LONDON — They are icons of Britain: a Victorian-era statesman, a World War I soldier-poet, fish and chips.
They're also Jewish — evidence of the 1,000-year history of Jews in Britain, whose story is told in a museum reopening this week after a 10 million pound ($15 million) expansion.
"Fish and chips, which everyone thinks of as very English, is in fact Sephardic Jewish," said celebrity chef Nigella Lawson, who helped relaunch the London Jewish Museum on Tuesday after a two-year closure. Many believe that Britain's national dish has its origins in fried fish introduced to the country by Spanish and Portuguese Jews.
Food and the nature of Britishness both play a significant part in the museum, which has expanded from a Victorian house in London's Camden Town to a former piano factory next door, tripling its floorspace. Among the interactive displays is a chance to smell chicken soup cooking in a recreated East End immigrant's kitchen.
There also is a cavalcade of historical figures, both famous and obscure, including 19th-century Prime Minister Benjamin Disraeli; war poet Isaac Rosenberg, killed on the Western Front; and Daniel Mendoza, an 18th-century boxing champion of England.
Their stories sit alongside those of humbler figures — laborers, seamstresses, trade unionists, entertainers.
"We're telling the story of the Jewish community in London, but we're also telling the story of London," said Sarah Jillings, the museum's exhibition project director.
Britain's 300,000-strong Jewish community stretches back to 1066, when the first Jews arrived with William the Conqueror's invading Norman army.
The museum attests to a thriving medieval community. One of its star displays is a 13th-century mikvah, or ritual bath, uncovered in what is now the heart of London's financial district.
England's entire Jewish population was expelled by King Edward I in 1290 after years of anti-Semitic violence, and Jews were only readmitted in 1656 under Oliver Cromwell, who had overthrown the monarchy.
From there, the museum tells an evocative tale — common to many immigrant communities — of dislocation and hard work, prejudice and resistance, and the gradual move from inner-city tenements to greater prosperity in the suburbs.
"There are many Jewish museums, Holocaust museums — extraordinary places — around the world," said Alan Yentob, creative director of the BBC and a patron of the museum. "But this is one that tells the story of an immigrant culture, and therefore chimes with many people around the world today."
One gallery is devoted to the Holocaust, focusing on the experience of one British survivor of Auschwitz, while another holds a large display of Jewish ceremonial art.
The venue calls itself the only museum in London dedicated to a minority group.
Its curators acknowledge that the history of Briton's Jews is also the history of anti-Semitism.
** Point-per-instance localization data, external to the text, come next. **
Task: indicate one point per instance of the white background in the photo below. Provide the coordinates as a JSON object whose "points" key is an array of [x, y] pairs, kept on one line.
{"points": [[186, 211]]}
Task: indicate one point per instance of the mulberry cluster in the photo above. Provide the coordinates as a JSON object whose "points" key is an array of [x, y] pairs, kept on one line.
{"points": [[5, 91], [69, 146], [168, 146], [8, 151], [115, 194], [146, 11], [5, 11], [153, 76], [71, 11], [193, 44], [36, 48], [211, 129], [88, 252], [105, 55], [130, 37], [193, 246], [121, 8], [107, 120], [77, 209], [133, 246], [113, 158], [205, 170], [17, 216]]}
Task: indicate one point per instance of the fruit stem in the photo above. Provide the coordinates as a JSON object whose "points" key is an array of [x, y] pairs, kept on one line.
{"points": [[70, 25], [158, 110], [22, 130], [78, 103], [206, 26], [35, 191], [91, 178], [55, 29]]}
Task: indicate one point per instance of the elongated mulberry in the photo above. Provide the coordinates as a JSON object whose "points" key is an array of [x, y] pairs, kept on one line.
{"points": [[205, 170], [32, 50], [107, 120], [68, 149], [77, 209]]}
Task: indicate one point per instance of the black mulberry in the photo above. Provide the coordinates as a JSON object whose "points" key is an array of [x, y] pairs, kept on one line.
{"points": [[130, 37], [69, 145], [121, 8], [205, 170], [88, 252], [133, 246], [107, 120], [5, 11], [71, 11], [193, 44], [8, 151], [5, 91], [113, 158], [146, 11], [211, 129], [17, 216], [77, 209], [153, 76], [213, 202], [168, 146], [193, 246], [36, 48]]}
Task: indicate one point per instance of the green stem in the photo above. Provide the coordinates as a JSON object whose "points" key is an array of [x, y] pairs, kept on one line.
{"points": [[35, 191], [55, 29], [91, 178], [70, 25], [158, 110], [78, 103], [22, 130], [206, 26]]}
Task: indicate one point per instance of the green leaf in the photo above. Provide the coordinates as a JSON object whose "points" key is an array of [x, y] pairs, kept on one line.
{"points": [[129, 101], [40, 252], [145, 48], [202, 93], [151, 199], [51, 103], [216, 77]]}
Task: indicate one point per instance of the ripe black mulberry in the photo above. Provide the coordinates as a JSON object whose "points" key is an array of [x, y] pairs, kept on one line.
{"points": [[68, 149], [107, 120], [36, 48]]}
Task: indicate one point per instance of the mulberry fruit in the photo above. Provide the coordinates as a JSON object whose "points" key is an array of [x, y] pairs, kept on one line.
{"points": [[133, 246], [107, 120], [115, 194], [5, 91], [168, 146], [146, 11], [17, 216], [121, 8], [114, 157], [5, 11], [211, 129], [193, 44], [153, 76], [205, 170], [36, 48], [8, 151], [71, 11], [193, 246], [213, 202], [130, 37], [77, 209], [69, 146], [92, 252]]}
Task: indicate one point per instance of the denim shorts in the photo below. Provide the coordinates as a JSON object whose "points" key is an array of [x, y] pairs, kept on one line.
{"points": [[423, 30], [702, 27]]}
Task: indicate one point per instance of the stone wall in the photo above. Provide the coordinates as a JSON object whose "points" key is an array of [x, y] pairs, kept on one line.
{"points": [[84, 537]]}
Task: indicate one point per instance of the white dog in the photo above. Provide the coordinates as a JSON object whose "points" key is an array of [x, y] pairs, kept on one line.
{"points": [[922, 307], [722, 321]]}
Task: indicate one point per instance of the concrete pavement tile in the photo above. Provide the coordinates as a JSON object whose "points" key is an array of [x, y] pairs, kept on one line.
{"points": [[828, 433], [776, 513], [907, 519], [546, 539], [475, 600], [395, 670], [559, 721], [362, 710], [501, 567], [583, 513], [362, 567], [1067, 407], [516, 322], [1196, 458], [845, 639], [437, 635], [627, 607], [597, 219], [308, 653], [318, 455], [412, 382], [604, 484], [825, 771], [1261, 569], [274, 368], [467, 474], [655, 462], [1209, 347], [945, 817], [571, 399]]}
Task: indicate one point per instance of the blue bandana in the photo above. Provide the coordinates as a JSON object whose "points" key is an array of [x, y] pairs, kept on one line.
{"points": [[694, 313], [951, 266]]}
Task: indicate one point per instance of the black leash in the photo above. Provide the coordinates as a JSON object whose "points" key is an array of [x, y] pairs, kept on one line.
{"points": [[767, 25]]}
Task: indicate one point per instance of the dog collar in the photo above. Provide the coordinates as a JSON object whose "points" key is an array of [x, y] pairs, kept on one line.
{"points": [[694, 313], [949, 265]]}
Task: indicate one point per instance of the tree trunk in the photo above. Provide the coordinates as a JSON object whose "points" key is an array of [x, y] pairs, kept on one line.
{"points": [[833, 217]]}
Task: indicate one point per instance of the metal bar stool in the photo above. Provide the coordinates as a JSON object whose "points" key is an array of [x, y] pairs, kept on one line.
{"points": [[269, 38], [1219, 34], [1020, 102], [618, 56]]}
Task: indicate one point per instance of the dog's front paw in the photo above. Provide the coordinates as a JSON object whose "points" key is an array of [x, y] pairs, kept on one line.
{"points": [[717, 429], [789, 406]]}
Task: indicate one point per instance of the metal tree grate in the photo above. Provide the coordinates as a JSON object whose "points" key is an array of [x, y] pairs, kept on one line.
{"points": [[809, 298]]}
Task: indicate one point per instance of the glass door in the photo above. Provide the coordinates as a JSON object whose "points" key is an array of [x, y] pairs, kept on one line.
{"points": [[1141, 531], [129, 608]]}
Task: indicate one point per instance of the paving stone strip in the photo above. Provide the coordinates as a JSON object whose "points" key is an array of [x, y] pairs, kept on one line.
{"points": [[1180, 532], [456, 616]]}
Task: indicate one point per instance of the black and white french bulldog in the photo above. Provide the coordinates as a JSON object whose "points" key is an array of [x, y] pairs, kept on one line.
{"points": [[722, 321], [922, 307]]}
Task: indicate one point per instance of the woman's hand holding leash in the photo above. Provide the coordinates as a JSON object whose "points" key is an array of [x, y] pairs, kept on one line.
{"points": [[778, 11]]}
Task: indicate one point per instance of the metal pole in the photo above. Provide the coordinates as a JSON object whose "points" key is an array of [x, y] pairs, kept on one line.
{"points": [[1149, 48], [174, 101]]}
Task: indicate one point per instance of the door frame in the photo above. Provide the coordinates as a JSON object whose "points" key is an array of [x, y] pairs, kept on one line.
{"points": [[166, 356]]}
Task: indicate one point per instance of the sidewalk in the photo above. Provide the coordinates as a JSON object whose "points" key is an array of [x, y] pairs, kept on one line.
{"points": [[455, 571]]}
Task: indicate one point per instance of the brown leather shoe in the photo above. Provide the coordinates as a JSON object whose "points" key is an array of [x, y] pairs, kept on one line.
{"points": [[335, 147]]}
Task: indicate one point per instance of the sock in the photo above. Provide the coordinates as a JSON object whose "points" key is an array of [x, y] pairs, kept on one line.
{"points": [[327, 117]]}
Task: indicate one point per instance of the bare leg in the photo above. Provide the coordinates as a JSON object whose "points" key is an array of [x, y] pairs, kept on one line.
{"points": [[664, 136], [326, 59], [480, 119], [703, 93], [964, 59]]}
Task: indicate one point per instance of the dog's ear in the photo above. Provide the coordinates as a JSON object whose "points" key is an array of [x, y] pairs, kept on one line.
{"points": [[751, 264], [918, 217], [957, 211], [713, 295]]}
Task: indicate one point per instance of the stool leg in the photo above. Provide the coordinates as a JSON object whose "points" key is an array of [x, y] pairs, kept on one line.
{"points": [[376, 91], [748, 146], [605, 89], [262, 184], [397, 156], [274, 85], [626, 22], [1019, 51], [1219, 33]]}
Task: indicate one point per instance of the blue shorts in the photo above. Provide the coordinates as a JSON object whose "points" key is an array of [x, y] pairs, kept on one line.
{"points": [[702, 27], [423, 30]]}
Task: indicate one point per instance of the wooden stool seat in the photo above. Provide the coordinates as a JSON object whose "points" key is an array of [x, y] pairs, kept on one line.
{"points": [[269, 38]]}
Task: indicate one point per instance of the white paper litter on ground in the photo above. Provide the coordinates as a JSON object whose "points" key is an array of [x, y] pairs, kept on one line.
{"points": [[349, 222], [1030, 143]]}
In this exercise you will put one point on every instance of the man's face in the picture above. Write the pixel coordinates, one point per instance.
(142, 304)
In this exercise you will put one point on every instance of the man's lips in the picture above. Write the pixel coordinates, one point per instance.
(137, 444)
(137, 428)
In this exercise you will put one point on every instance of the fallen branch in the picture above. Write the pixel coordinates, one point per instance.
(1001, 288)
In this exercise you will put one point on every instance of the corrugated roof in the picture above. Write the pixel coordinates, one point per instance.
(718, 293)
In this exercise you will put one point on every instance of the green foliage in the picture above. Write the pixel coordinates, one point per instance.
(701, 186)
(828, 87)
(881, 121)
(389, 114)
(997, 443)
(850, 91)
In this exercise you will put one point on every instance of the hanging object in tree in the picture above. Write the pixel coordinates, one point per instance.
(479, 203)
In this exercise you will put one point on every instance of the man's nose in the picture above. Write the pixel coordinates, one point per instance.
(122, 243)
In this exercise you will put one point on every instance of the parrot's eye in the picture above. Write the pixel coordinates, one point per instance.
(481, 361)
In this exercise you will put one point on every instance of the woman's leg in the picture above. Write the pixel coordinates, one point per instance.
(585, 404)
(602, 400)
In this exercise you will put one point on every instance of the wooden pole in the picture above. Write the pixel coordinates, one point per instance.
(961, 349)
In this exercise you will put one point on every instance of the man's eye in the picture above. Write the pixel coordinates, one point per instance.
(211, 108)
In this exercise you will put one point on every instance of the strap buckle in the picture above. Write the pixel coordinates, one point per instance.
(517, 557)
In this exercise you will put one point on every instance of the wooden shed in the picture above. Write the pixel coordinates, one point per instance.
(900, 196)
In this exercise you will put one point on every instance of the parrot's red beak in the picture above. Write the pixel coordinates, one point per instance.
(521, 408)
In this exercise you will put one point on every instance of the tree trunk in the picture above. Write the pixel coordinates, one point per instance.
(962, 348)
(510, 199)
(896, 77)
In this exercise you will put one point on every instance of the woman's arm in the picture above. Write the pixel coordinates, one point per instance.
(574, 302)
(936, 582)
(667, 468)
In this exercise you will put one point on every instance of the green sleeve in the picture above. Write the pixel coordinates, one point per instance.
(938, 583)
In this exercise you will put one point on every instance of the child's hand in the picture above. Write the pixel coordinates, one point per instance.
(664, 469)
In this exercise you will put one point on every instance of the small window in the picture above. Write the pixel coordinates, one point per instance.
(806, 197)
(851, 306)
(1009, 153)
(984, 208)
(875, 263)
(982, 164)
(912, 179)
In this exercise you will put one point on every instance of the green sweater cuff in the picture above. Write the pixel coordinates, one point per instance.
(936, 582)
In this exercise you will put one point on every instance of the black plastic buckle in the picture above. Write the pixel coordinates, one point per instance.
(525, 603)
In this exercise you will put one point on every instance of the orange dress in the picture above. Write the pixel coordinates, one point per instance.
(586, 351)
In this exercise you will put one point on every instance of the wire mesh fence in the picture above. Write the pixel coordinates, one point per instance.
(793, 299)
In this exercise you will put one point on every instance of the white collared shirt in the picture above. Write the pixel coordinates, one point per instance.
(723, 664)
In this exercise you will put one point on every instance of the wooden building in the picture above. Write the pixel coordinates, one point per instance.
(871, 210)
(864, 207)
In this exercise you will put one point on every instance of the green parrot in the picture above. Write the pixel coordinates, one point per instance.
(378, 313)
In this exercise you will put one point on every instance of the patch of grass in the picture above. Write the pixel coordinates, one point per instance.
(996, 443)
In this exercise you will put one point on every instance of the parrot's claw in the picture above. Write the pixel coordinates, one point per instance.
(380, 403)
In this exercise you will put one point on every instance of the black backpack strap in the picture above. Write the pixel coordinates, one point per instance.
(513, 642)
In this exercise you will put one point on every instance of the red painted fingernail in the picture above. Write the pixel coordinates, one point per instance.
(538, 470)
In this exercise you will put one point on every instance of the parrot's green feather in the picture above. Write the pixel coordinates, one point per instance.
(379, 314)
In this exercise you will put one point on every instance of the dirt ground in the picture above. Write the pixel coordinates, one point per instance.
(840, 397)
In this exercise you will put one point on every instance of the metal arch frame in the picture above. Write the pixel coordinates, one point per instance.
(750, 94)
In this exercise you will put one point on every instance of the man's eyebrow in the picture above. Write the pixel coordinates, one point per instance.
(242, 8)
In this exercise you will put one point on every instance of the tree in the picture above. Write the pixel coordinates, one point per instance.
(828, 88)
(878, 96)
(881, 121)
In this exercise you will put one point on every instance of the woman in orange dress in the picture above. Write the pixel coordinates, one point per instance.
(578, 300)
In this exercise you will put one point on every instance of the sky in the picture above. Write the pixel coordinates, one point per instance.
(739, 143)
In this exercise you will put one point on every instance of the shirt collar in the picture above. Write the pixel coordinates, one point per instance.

For centuries Jews were barred from many professions, including serving in Parliament — Disraeli was allowed because he had converted to Christianity as a teenager. A century ago, the press ran sensationalist headlines about "alien" newcomers as tens of thousands of Jews fleeing persecution in Eastern Europe settled in Britain.
In recent years Jewish community leaders have reported a rise in anti-Semitic incidents, attributed in part to the Israeli-Palestinian conflict and the dwindling number of people with memories of the Holocaust.
The museum sees its role as helping to build social cohesion. It predicts that a majority of the 65,000 visitors expected this year will not be Jewish, and will include many groups of schoolchildren.
Lawson said the history of the Jewish community is "deeply interwoven with the fabric of this country" — and is primarily a positive story.
"The history of the Jews is very much told in terms of persecution," she said. "It's interesting to question that."